With traditional sheet metalworking technologies, complexity equals cost.
The tooling for complex components costs more, and non-standard materials, thicknesses and grades are more expensive to process.
The geometric complexity and precision tolerances offered by chemical etching make it not just a desirable manufacturing process but, in some instances, the only technology suitable for mission or safety-critical metal components.
This process comparison table shows some of the key criteria sought by design engineers when specifying sheet metalworking technologies and highlights where chemical etching is most suitable.

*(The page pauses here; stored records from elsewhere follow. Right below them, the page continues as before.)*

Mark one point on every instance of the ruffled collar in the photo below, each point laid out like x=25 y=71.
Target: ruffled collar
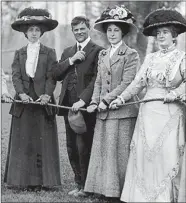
x=169 y=49
x=34 y=45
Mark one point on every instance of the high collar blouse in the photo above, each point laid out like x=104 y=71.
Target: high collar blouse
x=32 y=58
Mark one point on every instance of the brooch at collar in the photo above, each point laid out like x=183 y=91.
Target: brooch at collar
x=121 y=53
x=103 y=53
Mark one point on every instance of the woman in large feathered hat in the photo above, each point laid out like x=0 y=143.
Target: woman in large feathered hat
x=113 y=131
x=33 y=156
x=153 y=172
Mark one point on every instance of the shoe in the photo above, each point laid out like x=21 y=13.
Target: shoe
x=81 y=193
x=74 y=191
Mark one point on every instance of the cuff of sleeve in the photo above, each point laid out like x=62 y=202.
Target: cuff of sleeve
x=93 y=103
x=121 y=98
x=174 y=93
x=105 y=102
x=70 y=62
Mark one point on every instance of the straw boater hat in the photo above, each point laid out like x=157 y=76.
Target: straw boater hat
x=31 y=16
x=161 y=17
x=118 y=14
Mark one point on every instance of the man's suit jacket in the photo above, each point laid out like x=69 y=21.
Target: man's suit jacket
x=114 y=75
x=43 y=83
x=86 y=72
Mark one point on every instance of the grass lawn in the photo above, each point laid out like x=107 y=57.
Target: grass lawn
x=61 y=195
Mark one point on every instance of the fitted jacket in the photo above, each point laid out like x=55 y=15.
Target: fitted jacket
x=114 y=75
x=43 y=84
x=86 y=72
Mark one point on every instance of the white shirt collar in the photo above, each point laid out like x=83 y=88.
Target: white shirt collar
x=116 y=46
x=84 y=43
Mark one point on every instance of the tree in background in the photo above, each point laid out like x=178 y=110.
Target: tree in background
x=12 y=40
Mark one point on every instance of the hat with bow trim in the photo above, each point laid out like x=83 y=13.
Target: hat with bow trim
x=31 y=16
x=163 y=17
x=118 y=14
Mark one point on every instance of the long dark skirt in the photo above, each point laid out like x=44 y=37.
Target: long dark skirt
x=33 y=153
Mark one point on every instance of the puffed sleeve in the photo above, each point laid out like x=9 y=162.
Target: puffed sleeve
x=138 y=83
x=50 y=82
x=4 y=85
x=131 y=65
x=16 y=74
x=97 y=85
x=181 y=89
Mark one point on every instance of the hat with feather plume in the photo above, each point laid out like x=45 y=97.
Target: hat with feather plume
x=162 y=17
x=32 y=16
x=117 y=14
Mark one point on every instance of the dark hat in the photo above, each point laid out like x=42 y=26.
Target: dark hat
x=77 y=122
x=161 y=17
x=31 y=16
x=118 y=14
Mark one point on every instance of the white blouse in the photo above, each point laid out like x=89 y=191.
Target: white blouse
x=32 y=58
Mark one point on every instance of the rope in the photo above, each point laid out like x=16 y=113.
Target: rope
x=83 y=109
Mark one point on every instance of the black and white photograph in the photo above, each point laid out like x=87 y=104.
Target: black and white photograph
x=93 y=101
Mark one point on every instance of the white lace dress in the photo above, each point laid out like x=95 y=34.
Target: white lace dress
x=157 y=145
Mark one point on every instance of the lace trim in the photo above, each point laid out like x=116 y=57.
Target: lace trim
x=151 y=153
x=162 y=76
x=150 y=192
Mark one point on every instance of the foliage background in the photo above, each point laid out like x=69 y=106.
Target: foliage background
x=59 y=39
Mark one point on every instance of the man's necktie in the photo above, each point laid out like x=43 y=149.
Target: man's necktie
x=79 y=47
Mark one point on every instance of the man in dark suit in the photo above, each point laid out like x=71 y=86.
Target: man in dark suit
x=77 y=70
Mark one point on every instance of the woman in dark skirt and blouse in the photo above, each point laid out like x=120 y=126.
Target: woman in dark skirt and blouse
x=33 y=154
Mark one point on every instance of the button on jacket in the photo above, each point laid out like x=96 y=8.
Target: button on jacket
x=43 y=83
x=114 y=75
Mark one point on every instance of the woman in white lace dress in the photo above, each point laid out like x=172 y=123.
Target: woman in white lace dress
x=156 y=151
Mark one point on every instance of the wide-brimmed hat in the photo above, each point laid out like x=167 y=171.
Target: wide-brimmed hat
x=162 y=17
x=77 y=122
x=31 y=16
x=118 y=14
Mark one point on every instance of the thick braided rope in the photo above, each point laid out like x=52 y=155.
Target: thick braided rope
x=125 y=104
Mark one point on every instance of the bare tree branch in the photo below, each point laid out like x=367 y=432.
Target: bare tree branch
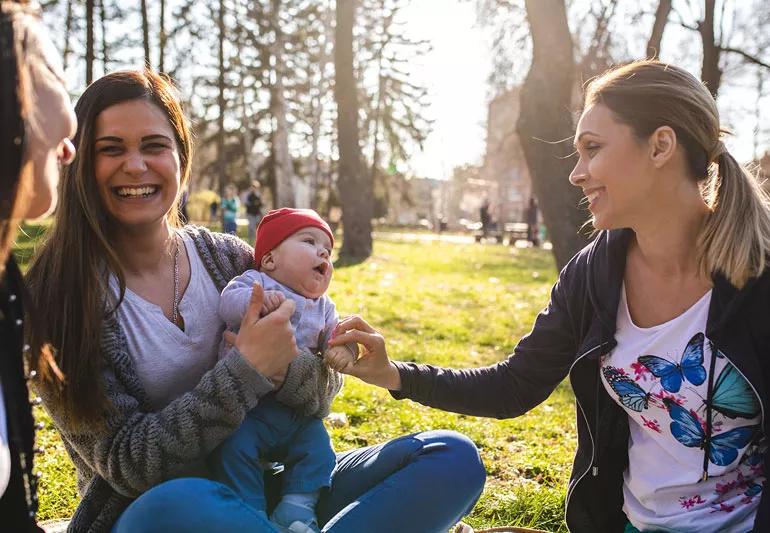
x=746 y=56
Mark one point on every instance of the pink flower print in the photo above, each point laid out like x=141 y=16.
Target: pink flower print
x=689 y=503
x=723 y=508
x=724 y=488
x=640 y=371
x=651 y=424
x=663 y=395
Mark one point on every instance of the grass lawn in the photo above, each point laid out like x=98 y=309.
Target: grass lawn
x=436 y=302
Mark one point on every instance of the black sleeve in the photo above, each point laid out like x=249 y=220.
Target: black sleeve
x=512 y=387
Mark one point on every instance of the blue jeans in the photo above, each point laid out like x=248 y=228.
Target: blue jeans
x=420 y=483
x=274 y=432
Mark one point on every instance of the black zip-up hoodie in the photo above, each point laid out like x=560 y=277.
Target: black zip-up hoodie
x=568 y=338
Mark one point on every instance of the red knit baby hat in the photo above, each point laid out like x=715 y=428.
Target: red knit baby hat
x=279 y=224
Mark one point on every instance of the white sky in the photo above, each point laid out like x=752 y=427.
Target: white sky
x=456 y=73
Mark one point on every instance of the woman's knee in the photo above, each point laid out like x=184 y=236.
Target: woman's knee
x=188 y=504
x=461 y=452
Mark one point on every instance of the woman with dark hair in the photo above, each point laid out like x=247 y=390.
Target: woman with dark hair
x=128 y=302
x=36 y=120
x=661 y=323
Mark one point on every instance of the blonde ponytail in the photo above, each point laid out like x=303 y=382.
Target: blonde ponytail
x=735 y=240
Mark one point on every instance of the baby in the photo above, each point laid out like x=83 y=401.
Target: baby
x=292 y=259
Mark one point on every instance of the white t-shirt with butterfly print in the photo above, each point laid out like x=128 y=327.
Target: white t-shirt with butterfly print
x=659 y=375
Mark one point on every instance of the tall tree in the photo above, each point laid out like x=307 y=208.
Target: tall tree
x=659 y=25
x=221 y=160
x=716 y=25
x=67 y=35
x=89 y=41
x=546 y=97
x=103 y=32
x=355 y=187
x=283 y=165
x=146 y=34
x=711 y=74
x=162 y=38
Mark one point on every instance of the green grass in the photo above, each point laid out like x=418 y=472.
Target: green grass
x=448 y=304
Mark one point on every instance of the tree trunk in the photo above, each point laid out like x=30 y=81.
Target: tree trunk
x=710 y=71
x=546 y=98
x=103 y=28
x=354 y=185
x=283 y=165
x=67 y=32
x=221 y=167
x=146 y=35
x=162 y=35
x=661 y=18
x=89 y=41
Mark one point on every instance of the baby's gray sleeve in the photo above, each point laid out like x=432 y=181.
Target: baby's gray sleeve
x=235 y=297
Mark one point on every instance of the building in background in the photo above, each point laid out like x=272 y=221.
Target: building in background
x=504 y=167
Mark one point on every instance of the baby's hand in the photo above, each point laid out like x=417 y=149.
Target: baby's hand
x=271 y=302
x=341 y=358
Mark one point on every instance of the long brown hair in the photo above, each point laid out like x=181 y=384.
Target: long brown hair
x=69 y=278
x=645 y=95
x=16 y=170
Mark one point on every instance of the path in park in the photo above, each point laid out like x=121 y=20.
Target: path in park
x=443 y=237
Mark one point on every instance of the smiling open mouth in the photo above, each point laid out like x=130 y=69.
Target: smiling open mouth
x=136 y=192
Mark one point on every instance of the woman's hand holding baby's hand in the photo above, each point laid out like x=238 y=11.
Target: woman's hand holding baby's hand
x=341 y=358
x=267 y=343
x=271 y=301
x=372 y=365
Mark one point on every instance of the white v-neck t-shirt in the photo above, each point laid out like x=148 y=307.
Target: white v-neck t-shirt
x=660 y=376
x=168 y=360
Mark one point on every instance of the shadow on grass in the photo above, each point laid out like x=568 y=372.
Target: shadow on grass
x=346 y=261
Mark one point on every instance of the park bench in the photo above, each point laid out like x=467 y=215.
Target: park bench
x=512 y=231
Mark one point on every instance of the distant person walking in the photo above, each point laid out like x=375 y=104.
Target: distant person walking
x=533 y=229
x=253 y=209
x=213 y=209
x=484 y=217
x=229 y=207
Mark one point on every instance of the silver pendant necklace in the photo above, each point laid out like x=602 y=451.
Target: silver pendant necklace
x=175 y=318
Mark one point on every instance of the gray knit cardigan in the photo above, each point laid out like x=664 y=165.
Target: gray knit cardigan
x=137 y=448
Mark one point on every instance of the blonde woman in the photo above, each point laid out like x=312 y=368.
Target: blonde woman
x=662 y=323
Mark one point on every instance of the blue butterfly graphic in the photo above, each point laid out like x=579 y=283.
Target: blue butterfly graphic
x=631 y=395
x=686 y=428
x=733 y=396
x=671 y=374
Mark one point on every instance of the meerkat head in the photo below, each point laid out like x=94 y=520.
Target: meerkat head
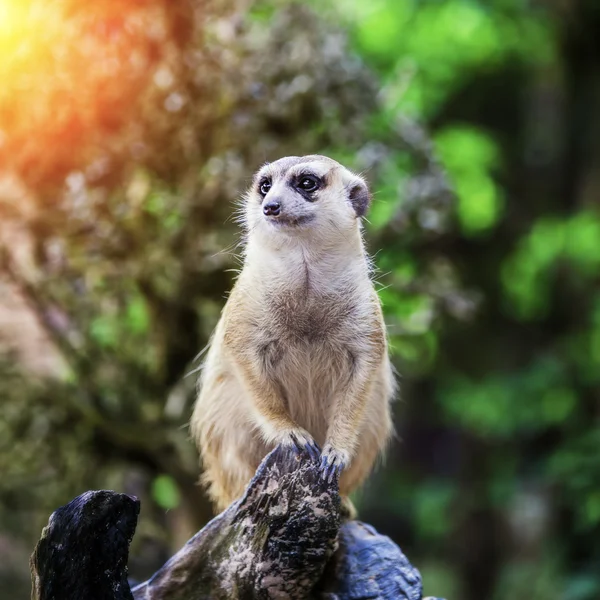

Want to learn more about how chemical etching compares?
Process comparison table
Photo etching | Laser cutting | Stamping | Wire EDM | Water jet | Electroforming | |
---|---|---|---|---|---|---|
Sampling | Low cost | Low cost | High cost | Low cost | Low cost | Medium cost |
Metals | Nearly all metals | Nearly all metals | Nearly all metals | Conductive metals | Nearly all metals | Nickel and copper |
Hardness | No restriction | No restriction | Problems with soft, hard or brittle metals | Hardness is a consideration | Hardness is a consideration | Typically 200-670 HV |
Stress | No stress | Thermal stress on cutting edge | Stress at cutting edge | Deformation, tempering and structural changes may occur | Limited stress on cutting edge | Low-stress |
Burrs | No burring | Micro burring | Partial burring | Micro burring | Micro burring | No burring |
Tooling and design changes | Quick, easy and cost effective | Quick, easy and cost effective | Expensive and time consuming | Quick, easy and cost-effective | Quick, easy and cost- effective | Quick, easy and cost-effective |
Typical lead times | Seven days | Seven days | Six weeks - six months | Seven days | Seven days | Seven days |
Tolerance as a percentage of metal thickness | ±10% | ±5% | ±10% | ±10% | ±15% | ±5% |
Can parts be supplied in sheets for easy counting/handling? | Yes | Yes | Not easily | Yes | Yes | Yes |